De l’esprit de conquête et de l’usurpation dans leurs rapports avec la civilisation européenne
Extraits du texte écrit par Benjamin Constant en Allemagne, en 1813, un an avant l’abdication de Napoléon
Toute ressemblance avec des personnes ou des situations ayant existé ne saurait être que fortuite
Première partie : De l’esprit de conquête
CHAPITRE II
[…]
Nous sommes arrivés à l'époque du commerce, époque qui doit nécessairement remplacer celle de la guerre, comme celle de la guerre a du nécessairement la précéder. La guerre et le commerce ne sont que deux moyens différents d'arriver au même but, celui de posséder ce que l'on désire. Le commerce n'est autre chose qu'un hommage rendu à la force du possesseur par l'aspirant à la possession. C'est une tentative pour obtenir de gré à gré ce qu'on n'espère plus conquérir par la violence. Un homme qui serait toujours le plus fort n'aurait jamais l'idée du commerce.

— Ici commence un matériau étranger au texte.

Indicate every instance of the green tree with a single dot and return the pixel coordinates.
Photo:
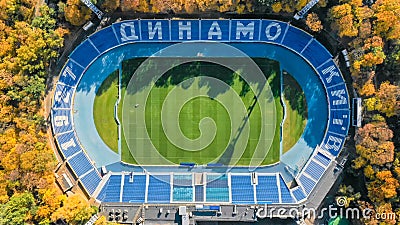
(18, 210)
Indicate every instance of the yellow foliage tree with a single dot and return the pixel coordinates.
(368, 89)
(76, 12)
(75, 210)
(110, 5)
(387, 16)
(388, 95)
(313, 22)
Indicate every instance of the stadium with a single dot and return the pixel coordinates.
(224, 152)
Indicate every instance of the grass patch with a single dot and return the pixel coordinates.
(296, 112)
(196, 109)
(103, 111)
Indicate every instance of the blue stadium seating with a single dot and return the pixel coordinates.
(322, 159)
(285, 192)
(199, 193)
(80, 164)
(183, 180)
(159, 190)
(182, 194)
(183, 188)
(307, 183)
(315, 170)
(111, 190)
(66, 137)
(134, 191)
(298, 194)
(104, 39)
(63, 97)
(64, 125)
(267, 190)
(242, 190)
(91, 181)
(217, 189)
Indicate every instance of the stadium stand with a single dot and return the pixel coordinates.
(63, 97)
(315, 170)
(61, 121)
(80, 164)
(134, 191)
(298, 194)
(159, 187)
(296, 39)
(322, 159)
(183, 188)
(316, 54)
(267, 190)
(91, 180)
(286, 197)
(199, 193)
(159, 190)
(217, 188)
(85, 53)
(111, 191)
(307, 183)
(242, 189)
(71, 73)
(64, 141)
(68, 149)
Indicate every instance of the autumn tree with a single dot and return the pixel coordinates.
(18, 210)
(110, 5)
(383, 187)
(313, 22)
(373, 144)
(343, 20)
(74, 210)
(76, 12)
(389, 97)
(387, 16)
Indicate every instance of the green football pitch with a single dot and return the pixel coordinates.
(205, 121)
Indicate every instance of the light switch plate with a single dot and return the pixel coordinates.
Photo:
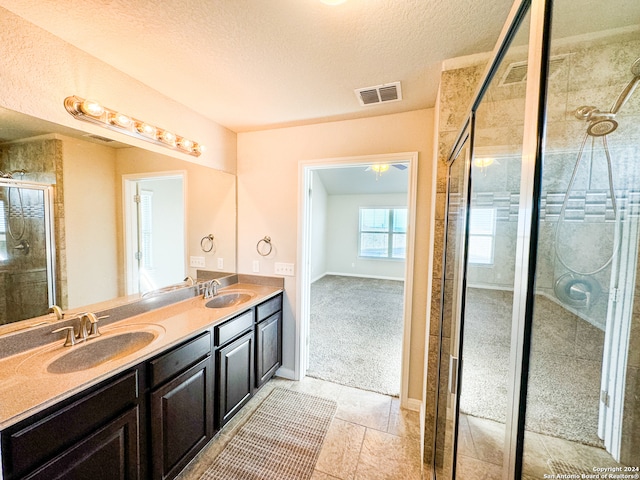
(286, 269)
(196, 262)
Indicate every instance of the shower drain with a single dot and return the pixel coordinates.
(558, 467)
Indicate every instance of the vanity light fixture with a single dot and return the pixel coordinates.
(94, 112)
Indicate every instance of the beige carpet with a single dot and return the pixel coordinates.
(355, 336)
(280, 441)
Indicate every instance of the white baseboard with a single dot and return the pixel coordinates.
(318, 277)
(286, 373)
(379, 277)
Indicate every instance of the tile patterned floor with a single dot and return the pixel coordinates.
(370, 438)
(482, 443)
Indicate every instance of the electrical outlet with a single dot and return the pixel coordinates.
(286, 269)
(196, 262)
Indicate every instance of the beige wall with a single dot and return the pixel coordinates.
(39, 70)
(268, 202)
(90, 222)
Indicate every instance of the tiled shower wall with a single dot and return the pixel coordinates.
(591, 73)
(24, 276)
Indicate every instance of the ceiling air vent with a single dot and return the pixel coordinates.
(389, 92)
(517, 72)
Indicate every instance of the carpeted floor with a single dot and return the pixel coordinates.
(356, 332)
(564, 380)
(280, 441)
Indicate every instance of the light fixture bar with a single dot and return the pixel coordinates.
(93, 112)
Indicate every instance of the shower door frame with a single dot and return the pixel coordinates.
(539, 12)
(49, 234)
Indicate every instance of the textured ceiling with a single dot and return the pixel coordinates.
(254, 64)
(250, 64)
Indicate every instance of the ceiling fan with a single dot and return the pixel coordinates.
(380, 168)
(383, 167)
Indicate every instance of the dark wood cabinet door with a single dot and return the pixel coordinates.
(181, 419)
(111, 453)
(235, 377)
(268, 348)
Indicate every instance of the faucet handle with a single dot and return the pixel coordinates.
(71, 339)
(92, 320)
(57, 311)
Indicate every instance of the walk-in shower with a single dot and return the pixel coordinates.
(539, 340)
(579, 286)
(27, 273)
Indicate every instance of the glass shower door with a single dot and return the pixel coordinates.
(583, 388)
(478, 288)
(26, 261)
(452, 288)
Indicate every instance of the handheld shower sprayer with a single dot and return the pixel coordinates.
(604, 123)
(629, 89)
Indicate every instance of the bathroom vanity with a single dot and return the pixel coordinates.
(145, 414)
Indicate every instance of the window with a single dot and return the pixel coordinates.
(482, 232)
(146, 229)
(383, 233)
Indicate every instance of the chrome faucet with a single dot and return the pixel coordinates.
(211, 288)
(87, 329)
(57, 311)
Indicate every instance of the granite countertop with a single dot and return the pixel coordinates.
(26, 387)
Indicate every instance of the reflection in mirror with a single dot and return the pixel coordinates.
(88, 175)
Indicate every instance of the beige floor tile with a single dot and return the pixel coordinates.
(577, 454)
(465, 440)
(403, 422)
(364, 408)
(488, 439)
(317, 475)
(388, 457)
(536, 457)
(341, 449)
(468, 468)
(320, 388)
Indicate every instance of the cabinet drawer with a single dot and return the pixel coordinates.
(269, 307)
(165, 367)
(232, 328)
(33, 443)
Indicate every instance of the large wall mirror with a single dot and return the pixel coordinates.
(114, 221)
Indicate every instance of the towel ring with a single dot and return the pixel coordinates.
(207, 243)
(267, 241)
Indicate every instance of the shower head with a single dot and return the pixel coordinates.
(628, 90)
(602, 127)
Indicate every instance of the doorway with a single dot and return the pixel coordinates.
(154, 231)
(357, 250)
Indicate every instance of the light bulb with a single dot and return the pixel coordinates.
(168, 137)
(92, 108)
(146, 129)
(185, 144)
(121, 120)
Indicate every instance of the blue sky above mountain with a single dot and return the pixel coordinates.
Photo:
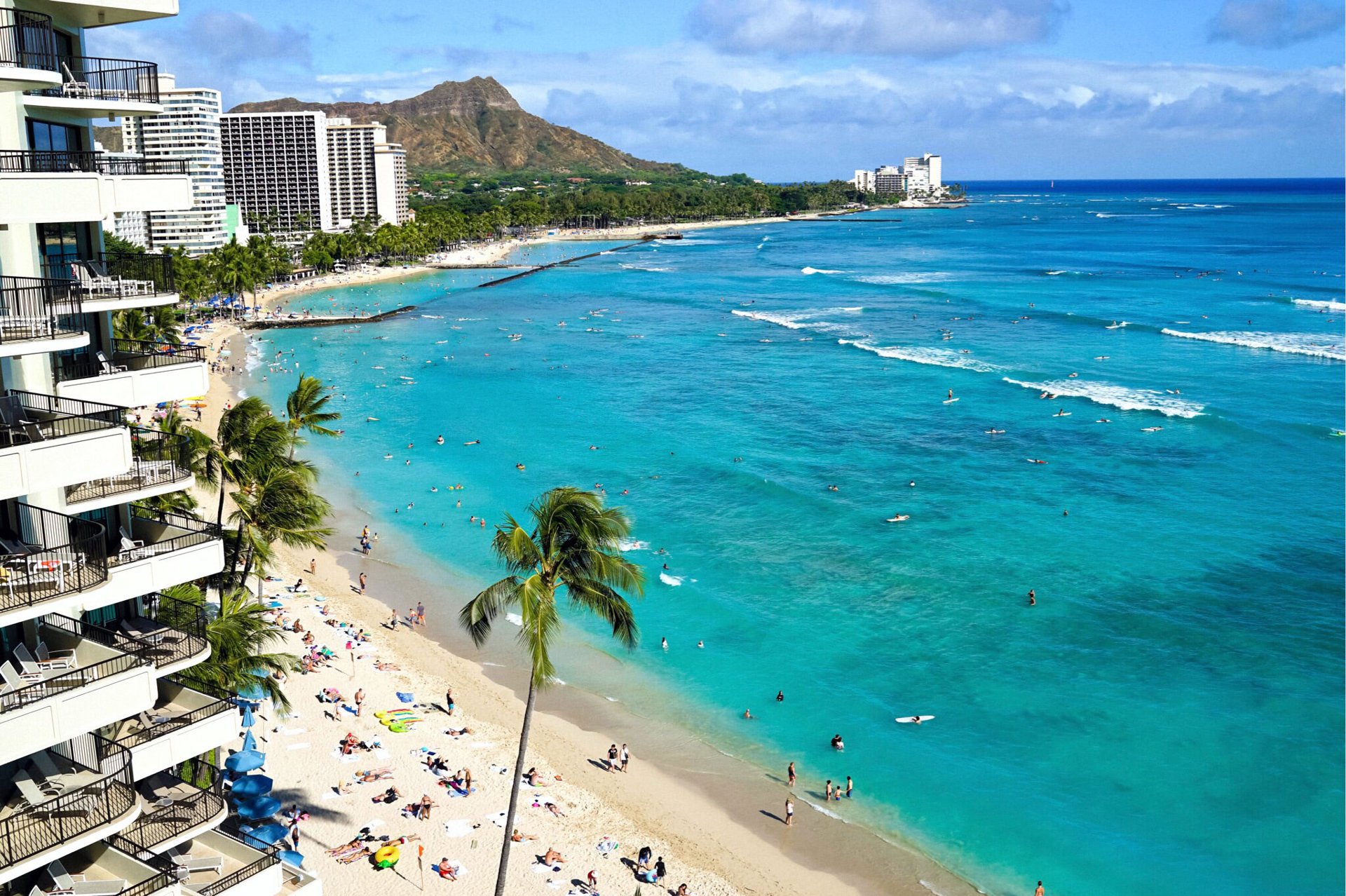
(791, 89)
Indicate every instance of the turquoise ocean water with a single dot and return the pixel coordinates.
(1167, 719)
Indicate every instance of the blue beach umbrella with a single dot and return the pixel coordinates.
(245, 761)
(252, 786)
(259, 808)
(266, 836)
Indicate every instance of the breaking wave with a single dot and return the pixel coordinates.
(1104, 393)
(1296, 344)
(936, 357)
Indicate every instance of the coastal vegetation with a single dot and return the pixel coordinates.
(571, 548)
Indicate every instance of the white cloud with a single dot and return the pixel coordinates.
(1275, 23)
(925, 29)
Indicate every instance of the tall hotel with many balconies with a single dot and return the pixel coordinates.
(104, 751)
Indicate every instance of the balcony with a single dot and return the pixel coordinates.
(48, 440)
(95, 88)
(48, 562)
(27, 51)
(69, 681)
(112, 282)
(184, 723)
(159, 550)
(161, 463)
(38, 314)
(95, 799)
(100, 869)
(83, 14)
(39, 186)
(177, 806)
(136, 373)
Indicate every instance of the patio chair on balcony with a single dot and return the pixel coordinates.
(73, 88)
(14, 417)
(132, 548)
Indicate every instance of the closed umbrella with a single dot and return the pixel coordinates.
(252, 786)
(259, 808)
(245, 761)
(266, 836)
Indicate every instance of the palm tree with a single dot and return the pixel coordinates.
(304, 408)
(279, 505)
(572, 545)
(240, 645)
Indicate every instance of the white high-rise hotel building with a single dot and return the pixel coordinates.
(297, 171)
(108, 783)
(187, 130)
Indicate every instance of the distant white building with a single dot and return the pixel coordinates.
(186, 130)
(917, 177)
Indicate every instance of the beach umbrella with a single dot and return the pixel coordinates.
(266, 836)
(247, 761)
(259, 808)
(252, 786)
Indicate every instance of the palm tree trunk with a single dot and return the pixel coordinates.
(513, 793)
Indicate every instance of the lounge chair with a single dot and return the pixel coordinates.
(131, 548)
(14, 417)
(197, 864)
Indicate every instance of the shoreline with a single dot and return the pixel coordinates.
(698, 789)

C'est l'expérience qui, en lui prouvant que la guerre, c'est-à-dire l'emploi de sa force contre la force d'autrui, est exposée à diverses résistances et à divers échecs, le porte à recourir au commerce, c'est-à-dire, à un moyen plus doux et plus sûr d'engager l'intérêt des autres à consentir à ce qui convient à son intérêt.